Ein Patient bekommt die Diagnose Diabetes mellitus Typ 2? Ich stelle als Arzt die Diagnose und kann ihm diese erläutern und Fragen dazu beantworten. Dann geht er – idealerweise direkt oder mit nur kurzer Wartezeit – zu der Ernährungstherapeutin und bekommt am besten direkt die erste kurze Schulung. Nach 2–3 Wochen kommt ein Folgetermin, bei dem die Problemfelder besprochen werden. Parallel (ja, wir reden von „idealerweise“) bespricht er mit dem Physiotherapeuten ein erst einmal niederschwelliges Programm für mehr Bewegung. Gleichzeitig besteht eine Kooperation mit den lokalen Sportvereinen, sodass man den Patient direkt auch in diese Institutionen reinholt – gern auch mit „Rezept für Bewegung“.
Ein Patient kommt mit Rückenschmerzen? Da ist oft die Kombination Physiotherapie und kurze psychologische Beratung echt sinnvoll, vor allem, wenn im ärztlichen Gespräch direkt auffällt, dass da auch eine psychische Komponente bei ist – was ja nicht selten ist.
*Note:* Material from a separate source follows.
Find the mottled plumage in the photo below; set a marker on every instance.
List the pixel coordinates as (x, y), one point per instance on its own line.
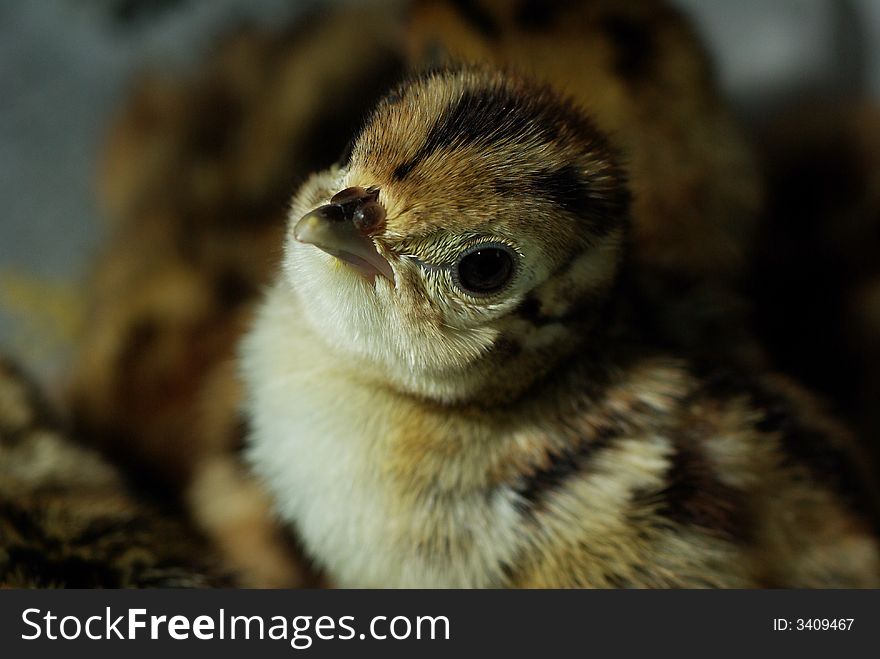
(415, 434)
(69, 519)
Für kurze, spezialfachärztliche Fragen gäbe es telemedizinische Konsile, die wir binnen 24 Stunden für ausgewählte Fachrichtungen bekommen könnten, z. B. Dermatologie, Neurologie, Kardiologie. Dafür können wir die Patienten bei uns auch umfassender versorgen und müssen seltener wirklich zum spezialärztlichen Kollegen schicken, so dass die auch wieder mehr Zeit frei haben für die wichtigeren Dinge.
Ist das alles utopisch? Wahrscheinlich ja, leider. Es orientiert sich sicherlich auch an vorhandenen Konzepten wie dem HÄPPI-Konzept – wobei ich die dafür zwingend erforderliche Akademisierung der MFA ehrlich gesagt schade finde, denn ich habe mehrere MFA, die das Studium scheuen, aber sicherlich kompetent genug wären, ein entsprechendes Konzept umzusetzen – und dem Vorbild der Primärversorgungszentren anderer Länder folgen könnten. Aber naja, wenn es in anderen Ländern funktioniert, warum das nicht kopieren? Auch in Deutschland scheint es erste Ansätze zu geben. Ich wäre definitiv mit dabei.
Denn aktuell gerät unsere Versorgung auf dem Land zunehmend zum Albtraum, da muss man doch auch etwas entgegensetzen. Ich weiß: Wer Visionen hat, soll laut Helmut Schmidt zum Arzt gehen. Aber in diesem Fall möchte ich lieber als Arzt die Vision haben – und mit ihr in die Zukunft gehen.